The Supreme Court in Kotak Mahindra Bank Pvt. Ltd. Versus Ambuj A. Kasliwal & Ors., dated 16.02.21 reiterated that “It is noticed that this Court while considering an analogous   provision contained in Section 18 of the Securitisation and Reconstruction of Financial Assets and Enforcement   of   Security Interest Act, 2002 (‘SARFAESI’ for short) relating to pre­deposit in order to avail the remedy of appeal has expressed a similar opinion in  the  case of Narayan Chandra Ghosh vs. UCO Bank and Others (2011) 4 SCC 548, which reads as hereunder: ­

  1. Section 18(1) of the Act confers a statutory right on a person aggrieved by any order made by the Debts Recovery Tribunal under Section   17 of   the   Act   to   prefer   an appeal to the Appellate Tribunal.  However, the right conferred under Section 18(1) is subject to the condition laid   down in the second proviso thereto. The second proviso postulates that   no appeal shall be entertained unless the borrower has deposited with the   Appellate Tribunal fifty percent of the amount of debt due from him, as claimed by the secured creditors or determined by the Debts Recovery Tribunal, whichever is less. However, under the third proviso to the   sub­section, the Appellate Tribunal has the power to reduce the amount, for the reasons to be recorded in writing, to not less than twenty­five percent of the debt, referred to in the second proviso.

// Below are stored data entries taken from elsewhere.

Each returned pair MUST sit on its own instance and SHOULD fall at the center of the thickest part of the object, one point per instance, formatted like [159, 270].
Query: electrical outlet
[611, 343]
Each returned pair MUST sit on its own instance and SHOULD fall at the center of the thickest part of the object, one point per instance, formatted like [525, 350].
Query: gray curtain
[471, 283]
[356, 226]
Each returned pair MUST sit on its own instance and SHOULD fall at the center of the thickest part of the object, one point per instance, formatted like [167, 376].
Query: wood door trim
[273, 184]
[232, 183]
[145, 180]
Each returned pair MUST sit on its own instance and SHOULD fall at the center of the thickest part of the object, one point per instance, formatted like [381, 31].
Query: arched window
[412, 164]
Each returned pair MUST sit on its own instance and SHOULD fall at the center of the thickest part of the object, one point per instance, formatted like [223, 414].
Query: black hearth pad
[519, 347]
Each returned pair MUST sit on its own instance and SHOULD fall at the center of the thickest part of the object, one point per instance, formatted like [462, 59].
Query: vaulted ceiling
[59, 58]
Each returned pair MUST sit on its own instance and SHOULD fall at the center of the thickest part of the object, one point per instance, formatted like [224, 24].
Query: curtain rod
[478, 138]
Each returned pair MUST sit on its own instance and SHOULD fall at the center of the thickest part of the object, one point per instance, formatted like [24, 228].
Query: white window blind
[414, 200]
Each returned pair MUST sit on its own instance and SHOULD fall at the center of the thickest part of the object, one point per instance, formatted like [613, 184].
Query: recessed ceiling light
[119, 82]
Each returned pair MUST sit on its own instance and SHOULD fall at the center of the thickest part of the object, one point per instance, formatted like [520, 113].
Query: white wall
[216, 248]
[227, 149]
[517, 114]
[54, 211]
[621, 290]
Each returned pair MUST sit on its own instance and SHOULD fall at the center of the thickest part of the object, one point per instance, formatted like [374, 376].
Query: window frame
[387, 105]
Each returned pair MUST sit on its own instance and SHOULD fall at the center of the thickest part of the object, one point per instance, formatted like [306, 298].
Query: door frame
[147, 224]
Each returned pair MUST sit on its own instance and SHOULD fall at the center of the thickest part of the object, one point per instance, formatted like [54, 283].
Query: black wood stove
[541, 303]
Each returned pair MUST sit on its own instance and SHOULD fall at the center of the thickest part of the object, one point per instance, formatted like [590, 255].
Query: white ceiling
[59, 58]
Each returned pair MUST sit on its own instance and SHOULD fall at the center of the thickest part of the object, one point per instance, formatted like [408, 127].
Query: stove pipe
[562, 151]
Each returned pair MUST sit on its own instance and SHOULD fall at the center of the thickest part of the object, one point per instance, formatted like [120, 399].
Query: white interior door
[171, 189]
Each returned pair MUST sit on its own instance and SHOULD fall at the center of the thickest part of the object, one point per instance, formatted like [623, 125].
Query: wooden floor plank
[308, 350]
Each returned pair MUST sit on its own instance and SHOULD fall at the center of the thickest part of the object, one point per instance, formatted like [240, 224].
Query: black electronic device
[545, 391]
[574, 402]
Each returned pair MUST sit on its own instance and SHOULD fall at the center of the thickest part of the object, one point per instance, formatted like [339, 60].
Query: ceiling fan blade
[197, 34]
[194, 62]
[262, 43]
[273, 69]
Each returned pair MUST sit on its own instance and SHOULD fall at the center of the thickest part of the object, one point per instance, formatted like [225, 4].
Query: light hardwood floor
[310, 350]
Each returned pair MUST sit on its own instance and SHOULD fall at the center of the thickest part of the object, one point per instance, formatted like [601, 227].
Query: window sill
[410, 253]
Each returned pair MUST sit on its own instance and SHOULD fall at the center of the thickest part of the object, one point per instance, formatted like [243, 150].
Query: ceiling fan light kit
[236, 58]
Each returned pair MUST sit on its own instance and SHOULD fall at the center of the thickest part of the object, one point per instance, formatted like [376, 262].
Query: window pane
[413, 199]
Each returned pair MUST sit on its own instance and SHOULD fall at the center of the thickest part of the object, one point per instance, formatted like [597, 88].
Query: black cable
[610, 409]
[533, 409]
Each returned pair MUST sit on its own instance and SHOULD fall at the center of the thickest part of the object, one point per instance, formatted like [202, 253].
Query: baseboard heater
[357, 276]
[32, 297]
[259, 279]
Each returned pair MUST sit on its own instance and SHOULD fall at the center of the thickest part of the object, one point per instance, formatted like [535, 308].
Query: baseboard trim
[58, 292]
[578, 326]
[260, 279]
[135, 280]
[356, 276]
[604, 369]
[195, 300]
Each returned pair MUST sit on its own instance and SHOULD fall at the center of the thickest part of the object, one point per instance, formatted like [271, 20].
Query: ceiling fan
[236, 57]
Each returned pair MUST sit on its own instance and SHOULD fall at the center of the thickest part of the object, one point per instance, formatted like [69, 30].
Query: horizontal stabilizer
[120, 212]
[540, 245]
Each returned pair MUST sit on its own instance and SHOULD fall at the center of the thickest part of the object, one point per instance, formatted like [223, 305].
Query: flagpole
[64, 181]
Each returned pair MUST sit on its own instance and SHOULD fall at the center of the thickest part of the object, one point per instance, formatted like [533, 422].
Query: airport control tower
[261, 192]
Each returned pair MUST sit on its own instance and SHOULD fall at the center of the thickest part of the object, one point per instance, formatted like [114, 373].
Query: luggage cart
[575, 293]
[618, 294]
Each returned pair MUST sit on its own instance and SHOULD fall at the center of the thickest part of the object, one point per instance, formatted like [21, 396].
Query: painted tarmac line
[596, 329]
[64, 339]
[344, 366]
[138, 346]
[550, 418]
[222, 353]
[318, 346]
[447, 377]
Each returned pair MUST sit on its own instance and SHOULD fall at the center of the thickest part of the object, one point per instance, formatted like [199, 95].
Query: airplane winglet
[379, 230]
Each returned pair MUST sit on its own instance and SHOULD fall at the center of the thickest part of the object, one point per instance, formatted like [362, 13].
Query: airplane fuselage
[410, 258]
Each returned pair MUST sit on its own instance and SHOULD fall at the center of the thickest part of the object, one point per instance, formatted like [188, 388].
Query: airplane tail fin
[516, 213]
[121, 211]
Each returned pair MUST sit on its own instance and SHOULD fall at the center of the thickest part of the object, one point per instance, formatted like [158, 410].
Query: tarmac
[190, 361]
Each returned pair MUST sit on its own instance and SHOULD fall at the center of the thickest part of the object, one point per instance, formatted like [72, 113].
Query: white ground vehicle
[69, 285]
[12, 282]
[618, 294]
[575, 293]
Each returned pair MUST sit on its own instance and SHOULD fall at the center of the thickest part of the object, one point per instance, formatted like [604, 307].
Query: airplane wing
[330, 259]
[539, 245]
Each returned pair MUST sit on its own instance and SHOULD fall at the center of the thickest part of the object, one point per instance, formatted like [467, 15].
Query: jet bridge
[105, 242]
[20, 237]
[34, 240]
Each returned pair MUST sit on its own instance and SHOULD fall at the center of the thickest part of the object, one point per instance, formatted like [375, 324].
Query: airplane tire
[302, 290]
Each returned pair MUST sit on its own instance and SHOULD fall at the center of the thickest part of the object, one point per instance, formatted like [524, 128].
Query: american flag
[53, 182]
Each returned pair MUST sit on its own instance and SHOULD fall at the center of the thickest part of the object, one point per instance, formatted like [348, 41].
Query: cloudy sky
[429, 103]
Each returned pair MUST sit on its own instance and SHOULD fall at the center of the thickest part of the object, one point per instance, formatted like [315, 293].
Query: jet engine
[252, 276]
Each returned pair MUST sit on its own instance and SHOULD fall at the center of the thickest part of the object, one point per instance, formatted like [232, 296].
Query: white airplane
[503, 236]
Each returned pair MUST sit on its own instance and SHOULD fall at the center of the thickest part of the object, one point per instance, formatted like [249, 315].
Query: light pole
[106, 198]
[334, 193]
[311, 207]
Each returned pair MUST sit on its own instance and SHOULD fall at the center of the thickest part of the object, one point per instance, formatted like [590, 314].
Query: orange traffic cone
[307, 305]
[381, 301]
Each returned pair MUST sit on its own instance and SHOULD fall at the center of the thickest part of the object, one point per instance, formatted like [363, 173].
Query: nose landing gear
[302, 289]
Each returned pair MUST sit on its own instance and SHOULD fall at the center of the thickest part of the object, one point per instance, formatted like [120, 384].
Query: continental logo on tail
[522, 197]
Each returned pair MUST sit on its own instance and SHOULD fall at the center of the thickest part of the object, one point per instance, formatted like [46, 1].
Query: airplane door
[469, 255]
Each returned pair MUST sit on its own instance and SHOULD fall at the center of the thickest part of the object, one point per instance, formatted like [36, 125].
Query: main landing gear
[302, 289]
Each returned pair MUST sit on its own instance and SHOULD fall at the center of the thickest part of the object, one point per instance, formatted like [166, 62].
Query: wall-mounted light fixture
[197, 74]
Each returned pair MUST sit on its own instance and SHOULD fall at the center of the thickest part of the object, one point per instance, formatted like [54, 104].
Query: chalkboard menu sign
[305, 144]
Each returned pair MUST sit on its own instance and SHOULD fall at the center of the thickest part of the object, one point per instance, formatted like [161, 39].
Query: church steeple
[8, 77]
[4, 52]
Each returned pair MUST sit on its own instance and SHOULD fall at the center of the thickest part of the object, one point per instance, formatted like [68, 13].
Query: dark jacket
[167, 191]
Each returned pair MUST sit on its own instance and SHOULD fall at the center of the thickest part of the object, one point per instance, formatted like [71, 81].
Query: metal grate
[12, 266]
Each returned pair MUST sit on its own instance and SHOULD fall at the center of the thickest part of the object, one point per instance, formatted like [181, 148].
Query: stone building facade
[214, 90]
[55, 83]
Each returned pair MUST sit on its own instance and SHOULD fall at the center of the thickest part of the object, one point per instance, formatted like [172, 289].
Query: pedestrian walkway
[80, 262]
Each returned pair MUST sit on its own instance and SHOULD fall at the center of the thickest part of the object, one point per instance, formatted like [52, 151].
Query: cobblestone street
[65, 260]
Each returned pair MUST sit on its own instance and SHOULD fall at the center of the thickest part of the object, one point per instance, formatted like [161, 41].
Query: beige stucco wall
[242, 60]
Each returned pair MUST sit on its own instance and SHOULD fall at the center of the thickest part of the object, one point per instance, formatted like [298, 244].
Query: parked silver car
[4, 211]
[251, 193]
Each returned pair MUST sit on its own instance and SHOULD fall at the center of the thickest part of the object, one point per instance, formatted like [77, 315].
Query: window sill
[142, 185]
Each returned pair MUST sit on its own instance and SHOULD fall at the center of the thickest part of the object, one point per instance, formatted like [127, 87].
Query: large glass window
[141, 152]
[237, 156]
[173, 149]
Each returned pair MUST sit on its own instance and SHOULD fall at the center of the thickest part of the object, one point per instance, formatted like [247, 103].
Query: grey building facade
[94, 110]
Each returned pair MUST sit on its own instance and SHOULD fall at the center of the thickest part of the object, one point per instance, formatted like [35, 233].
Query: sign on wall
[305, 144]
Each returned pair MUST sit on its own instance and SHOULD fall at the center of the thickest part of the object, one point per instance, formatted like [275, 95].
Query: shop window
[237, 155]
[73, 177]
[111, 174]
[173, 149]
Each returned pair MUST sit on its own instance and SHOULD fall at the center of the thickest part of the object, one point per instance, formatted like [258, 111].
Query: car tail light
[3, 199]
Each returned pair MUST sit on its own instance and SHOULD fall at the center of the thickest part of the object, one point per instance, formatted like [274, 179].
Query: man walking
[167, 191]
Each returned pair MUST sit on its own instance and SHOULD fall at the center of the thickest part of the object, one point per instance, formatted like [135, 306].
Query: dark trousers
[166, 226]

Thus, there is an absolute bar to entertainment of an appeal under Section 18 of the Act unless the condition precedent, as stipulated, is fulfilled. Unless the borrower makes, with the Appellate Tribunal, a pre-deposit of fifty per cent of the debt due from him or determined, an appeal under the said provision cannot be entertained by the Appellate Tribunal. The language of the said proviso is clear and admits of no ambiguity.

  1. It is well­settled that when a Statute confers a right of appeal, while granting the right, the Legislature can impose conditions for the exercise of such right, so long as the conditions are not so onerous as to amount to unreasonable restrictions, rendering the right almost illusory. Bearing in mind the object of the Act, the conditions hedged in the said proviso cannot be said to be onerous. Thus, we hold that the requirement of   pre­deposit under sub­section (1) of Section 18 of the Act is mandatory   and there is no reason whatsoever for not giving full effect to the   provisions contained in Section 18 of the Act. In that view of the matter, no court, much less the Appellate Tribunal, a creature of the Act itself, can refuse to give full effect to the provisions of the Statute. We have no hesitation in holding that deposit under the second proviso to Section 18(1) of the Act being a condition precedent for preferring an appeal under the said Section, the Appellate Tribunal had erred in law in entertaining the   appeal without directing the appellant to comply with the said mandatory requirement.”